If you want more control, you can use the tags array:

// Either as helper
echo $this->SomeHelper->displayTags($email->tags);

// Or as element
echo $this->element('tags', ['tags' => $email->tags]);

Available fields per tag: id, namespace, slug, label, counter, created, modified, …

You could also create links to the index that allows filtering by tag:

echo $this->Html->link($tagName, ['action' => 'index', '?' => ['tag' => $tagSlug]]);

This would work together nicely with e.g. friendsofcake/search plugin (see tips secion).

Time so far: 20 minutes.

Tag Cloud

Wouldn’t it be only a half-solution if we couldn’t display the tags in a nice way, showing
the most used ones on some tags dashboard URL? 🙂

In our controller we can add a tags action:

$tags = $this->Posts->Tagged->find('cloud')->toArray();

In the tags.ctp template:

echo $this->TagCloud->display($tags, ['shuffle' => false], ['class' => 'tag-cloud']);

With a bit of custom CSS you can make each tag a floating element.
By default the shuffle is enabled, you can disable using 'shuffle' => false config as shown above.

Time total: 30 minutes max.

You can see that adding functionality like this can be hooked in rather easily in such a convention driven framework.
Check out the awesome list for a few more of those.



This tutorial was mainly for a CRUD kind of backend application.
If you expose the functionality – maybe even with some AJAX – to the frontend, make sure that Csrf/Security components, as well as field whitelisting, are definitely in place (incl. $accessible fields of the entity).

If users can modify their posts’ tags, make sure that the id of the user matches the user_id of the post before allowing any modification.
Add, Edit, Delete actions should always be non-GET. $this->request->allowMethod('post') etc can help here.
The default bake templates can guide you here.
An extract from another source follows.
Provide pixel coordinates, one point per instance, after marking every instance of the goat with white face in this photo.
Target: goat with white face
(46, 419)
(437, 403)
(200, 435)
They come with good defaults out of the box.

Note that all output of tags is always secured using h(), especially when other users can enter/add tags. This way you prevent XSS vulnerabilities.

Combining it with filtering

You can easily combine the tagged custom finder with e.g. Search plugin.
This way you can add a filter to your paginated index action.
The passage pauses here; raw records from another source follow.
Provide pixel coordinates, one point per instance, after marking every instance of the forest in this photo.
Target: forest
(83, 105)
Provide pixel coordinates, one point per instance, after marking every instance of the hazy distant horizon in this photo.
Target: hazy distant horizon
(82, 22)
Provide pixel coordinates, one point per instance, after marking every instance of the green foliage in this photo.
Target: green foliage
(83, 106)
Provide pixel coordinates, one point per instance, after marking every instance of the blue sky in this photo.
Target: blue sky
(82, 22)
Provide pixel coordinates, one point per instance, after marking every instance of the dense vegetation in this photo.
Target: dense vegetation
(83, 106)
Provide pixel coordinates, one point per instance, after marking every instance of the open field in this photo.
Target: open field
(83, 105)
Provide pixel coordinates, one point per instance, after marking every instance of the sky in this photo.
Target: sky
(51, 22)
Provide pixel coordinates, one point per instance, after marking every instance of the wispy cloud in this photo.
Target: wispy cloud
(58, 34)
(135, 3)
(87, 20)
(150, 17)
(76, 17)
Just pass a list of tags ([slug => name] pairs) down to the view layer where you populate the search form field as dropdown, for example:

echo $this->Form->control('tag', ['options' => $tags, 'empty' => true]);

In your table’s searchManager() configuration you will need a small callback config:

	->callback('tag', [
		'callback' => function (Query $query, array $args) {
			// Here you would have to remap $args if key isn't the expected "tag"
			$query->find('tagged', $args);

The CakePHP ORM here is really powerful and will automatically use inner joins here for the query.
An example of the generated SQL can be seen here.
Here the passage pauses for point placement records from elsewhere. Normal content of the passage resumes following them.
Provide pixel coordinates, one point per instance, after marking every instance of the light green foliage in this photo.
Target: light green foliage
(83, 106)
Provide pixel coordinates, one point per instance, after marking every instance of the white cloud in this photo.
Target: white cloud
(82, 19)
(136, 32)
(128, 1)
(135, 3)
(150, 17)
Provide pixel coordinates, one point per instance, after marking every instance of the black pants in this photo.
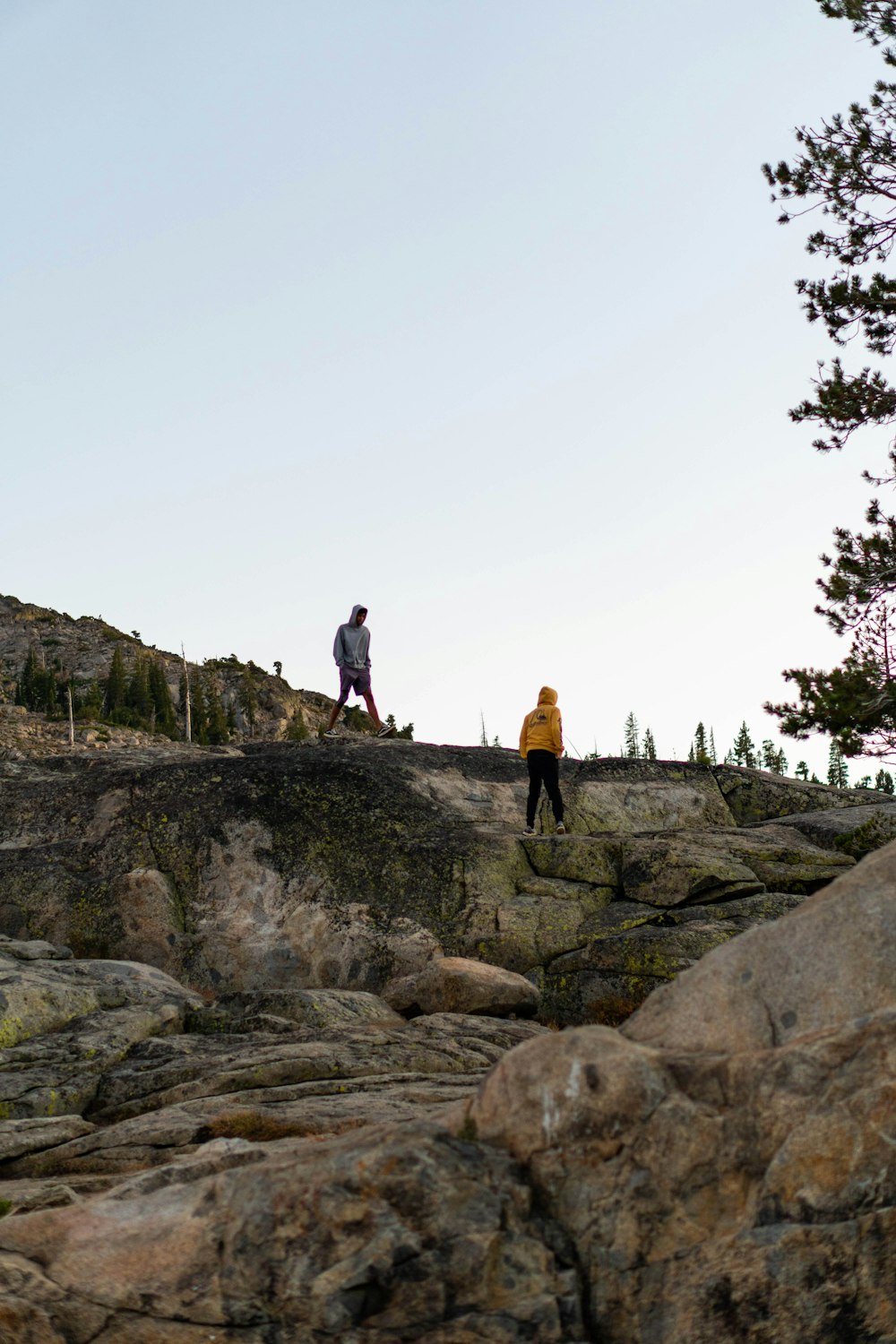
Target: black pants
(544, 769)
Auto-complete and IDE usability

You will notice that in the templates, for example, you can’t click on the Tags::control() method just yet.
The new properties of the entity or the behavior’s methods in our table are also yet unknown to the IDE.

Run the IdeHelper to auto-add the missing annotations into your classes:

bin/cake annotations models -v
bin/cake annotations view -v

It will add

// For the table
@property \Tags\Model\Table\TaggedTable|\Cake\ORM\Association\HasMany $Tagged
@property \Tags\Model\Table\TagsTable|\Cake\ORM\Association\BelongsToMany $Tags
@mixin \Tags\Model\Behavior\TagBehavior

// For the entity
@property \Tags\Model\Entity\Tagged[] $tagged
@property \Tags\Model\Entity\Tag[] $tags

// For the AppView and thus the templates
@property \Tags\View\Helper\TagHelper $Tag

The only one that you have to add manually:

// For the entity
@property string $tag_list !

since this cannot be known by the annotations shell.

Tags backend

The plugin itself does not ship with controllers or routing. You can easily add this yourself in your application, though.
Just bake the Tags controller with some CRUD actions for your backend (e.g. using --prefix admin).

More advanced usage and configuration

Auto-complete, validation, colors, scopes (namespaces), AJAX, counters and counter caches, …: See the plugin directly.

Whatever is missing: Feel free to PR (pull request) enhancements here.


This article and its demo were written using CakePHP 3.6.
A live demo and some showcases can be found in the sandbox.